VZ Analyse
Im Ringen um Grönland hat US-Präsident Trump die Gangart verschärft. In Europa mehren sich deshalb Stimmen, die koordinierte Verkäufe von US-Staatsanleihen fordern. Eine Einordnung, welchen Einfluss dies auf die Dollar-Renditen hätte.
Publiziert 22. Jan. 2026
Beschreibung
US-Präsident Trumps Drohungen gegenüber Europa haben eine Debatte über europäische Gegenmassnahmen ausgelöst. Dabei wird vermehrt auch ein Verkauf von US-Staatsanleihen ins Spiel gebracht. Befeuert wurde diese Debatte gestern vom dänischen Pensionfonds, der sämtliche US-Obligationen im Wert von 100 Millionen Dollar abstiess.
Neben dem dänischen Pensionsfonds sind weitere europäische Gläubiger in US-Bonds investiert. Sie halten knapp 10 Prozent der US-Staatsschulden, was ihnen auf den ersten Blick ein gewisses Drohpotenzial verschafft. Diese Anleihen werden allerdings nicht von den Staaten selber gehalten, sondern von privaten Investoren und von den Notenbanken.
Koordinierte Verkäufe von grossen Institutionellen Investoren erscheinen aus mehreren Gründen unwahrscheinlich. Zum einen sind die Alternativen zum Dollar limitiert. Zum anderen wäre der Markt für derart umfangreiche Verkäufe schlicht zu illiquid: Es wäre schwierig, genügend Käufer zu finden, ohne damit Verwerfungen an den Märkten und erhebliche Verluste zu riskieren.

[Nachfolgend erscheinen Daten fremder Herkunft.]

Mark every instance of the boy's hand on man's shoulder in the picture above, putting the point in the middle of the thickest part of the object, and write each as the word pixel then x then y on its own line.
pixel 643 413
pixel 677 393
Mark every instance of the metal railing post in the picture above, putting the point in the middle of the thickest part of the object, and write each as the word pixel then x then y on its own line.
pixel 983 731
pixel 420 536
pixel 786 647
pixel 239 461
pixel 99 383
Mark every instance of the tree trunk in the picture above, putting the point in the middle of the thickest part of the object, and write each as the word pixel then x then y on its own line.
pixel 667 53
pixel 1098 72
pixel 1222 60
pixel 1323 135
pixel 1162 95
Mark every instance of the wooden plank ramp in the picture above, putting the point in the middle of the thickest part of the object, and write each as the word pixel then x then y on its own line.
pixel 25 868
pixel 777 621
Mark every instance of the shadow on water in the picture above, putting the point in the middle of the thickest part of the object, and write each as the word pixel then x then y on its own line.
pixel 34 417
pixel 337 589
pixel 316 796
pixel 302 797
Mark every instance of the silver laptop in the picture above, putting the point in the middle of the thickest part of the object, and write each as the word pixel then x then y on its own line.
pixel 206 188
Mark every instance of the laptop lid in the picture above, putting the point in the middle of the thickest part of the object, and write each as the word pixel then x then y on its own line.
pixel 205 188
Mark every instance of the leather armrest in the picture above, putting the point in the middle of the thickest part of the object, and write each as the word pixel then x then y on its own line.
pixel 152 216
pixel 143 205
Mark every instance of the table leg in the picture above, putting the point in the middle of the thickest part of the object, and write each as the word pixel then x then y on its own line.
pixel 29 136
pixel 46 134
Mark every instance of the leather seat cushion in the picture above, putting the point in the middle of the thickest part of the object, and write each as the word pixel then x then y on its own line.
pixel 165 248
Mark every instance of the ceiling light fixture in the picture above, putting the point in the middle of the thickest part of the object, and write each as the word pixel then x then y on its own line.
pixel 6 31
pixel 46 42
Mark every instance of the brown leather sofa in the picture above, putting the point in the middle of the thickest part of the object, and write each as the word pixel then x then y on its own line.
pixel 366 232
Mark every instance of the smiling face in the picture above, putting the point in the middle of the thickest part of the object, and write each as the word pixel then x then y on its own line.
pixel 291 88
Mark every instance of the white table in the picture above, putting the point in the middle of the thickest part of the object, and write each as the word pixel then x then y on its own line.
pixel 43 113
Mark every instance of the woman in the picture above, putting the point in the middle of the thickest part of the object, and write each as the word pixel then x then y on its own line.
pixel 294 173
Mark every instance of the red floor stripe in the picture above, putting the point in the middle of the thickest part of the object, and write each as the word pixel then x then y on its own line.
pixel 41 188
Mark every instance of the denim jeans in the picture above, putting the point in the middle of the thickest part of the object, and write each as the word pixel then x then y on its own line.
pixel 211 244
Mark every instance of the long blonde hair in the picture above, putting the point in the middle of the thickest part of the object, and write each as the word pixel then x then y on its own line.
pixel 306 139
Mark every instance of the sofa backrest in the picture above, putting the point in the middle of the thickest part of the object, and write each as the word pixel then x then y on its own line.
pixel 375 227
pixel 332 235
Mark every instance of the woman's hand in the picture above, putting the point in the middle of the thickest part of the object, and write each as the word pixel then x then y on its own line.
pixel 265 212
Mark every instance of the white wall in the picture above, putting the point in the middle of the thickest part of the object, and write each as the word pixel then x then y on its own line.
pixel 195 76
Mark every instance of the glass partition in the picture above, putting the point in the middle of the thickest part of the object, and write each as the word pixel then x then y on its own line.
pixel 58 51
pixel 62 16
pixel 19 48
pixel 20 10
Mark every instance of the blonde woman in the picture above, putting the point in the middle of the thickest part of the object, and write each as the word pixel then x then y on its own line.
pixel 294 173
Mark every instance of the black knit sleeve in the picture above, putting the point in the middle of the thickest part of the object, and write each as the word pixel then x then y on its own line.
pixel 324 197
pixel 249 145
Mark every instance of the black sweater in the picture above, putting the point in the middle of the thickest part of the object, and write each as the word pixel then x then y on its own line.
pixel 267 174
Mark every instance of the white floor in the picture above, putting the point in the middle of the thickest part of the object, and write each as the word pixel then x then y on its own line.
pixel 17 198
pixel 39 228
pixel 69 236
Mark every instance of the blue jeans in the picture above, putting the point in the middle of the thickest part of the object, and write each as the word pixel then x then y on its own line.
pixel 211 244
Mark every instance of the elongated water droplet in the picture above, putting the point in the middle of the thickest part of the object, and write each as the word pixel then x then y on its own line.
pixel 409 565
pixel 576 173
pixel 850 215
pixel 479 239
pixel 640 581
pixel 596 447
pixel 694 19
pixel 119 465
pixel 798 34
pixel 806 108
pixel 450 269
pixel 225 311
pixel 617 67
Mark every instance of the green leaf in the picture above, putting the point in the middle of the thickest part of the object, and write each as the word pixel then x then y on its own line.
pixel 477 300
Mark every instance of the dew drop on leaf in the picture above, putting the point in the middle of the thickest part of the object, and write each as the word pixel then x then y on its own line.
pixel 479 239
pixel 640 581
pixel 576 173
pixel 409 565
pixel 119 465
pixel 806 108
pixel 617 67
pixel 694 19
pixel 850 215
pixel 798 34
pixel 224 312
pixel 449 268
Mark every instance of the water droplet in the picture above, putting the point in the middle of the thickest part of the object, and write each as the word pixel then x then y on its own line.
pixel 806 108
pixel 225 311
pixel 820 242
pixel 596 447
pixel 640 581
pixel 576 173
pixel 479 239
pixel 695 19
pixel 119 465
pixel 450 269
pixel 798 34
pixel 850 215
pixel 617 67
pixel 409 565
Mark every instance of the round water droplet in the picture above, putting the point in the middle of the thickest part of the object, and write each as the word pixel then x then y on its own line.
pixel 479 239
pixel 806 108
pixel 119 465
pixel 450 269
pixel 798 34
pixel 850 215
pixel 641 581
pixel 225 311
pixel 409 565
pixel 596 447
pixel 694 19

Aus anlagepolitischer Sicht ist es auch wenig zielführend, bedeutende Vermögen aus kurzfristigen politischen Überlegungen umzuschichten – nicht zuletzt, weil der Ausgang des Streits um Grönland völlig offen ist.
Die Rolle der Notenbanken
Ein erheblicher Teil der US-Treasuries wird zudem von Notenbanken gehalten. Sie können ihre Dollar-Bestände nicht von heute auf morgen im grossen Stil verringern, weil dadurch ihre eigene Währung gegenüber dem Dollar stark aufwerten würde – ein unerwünschter Effekt in Zeiten erhöhter geopolitischer Unsicherheit. Gleichzeitig würden solche Verkäufe ihren geldpolitischen Handlungsspielraum einschränken.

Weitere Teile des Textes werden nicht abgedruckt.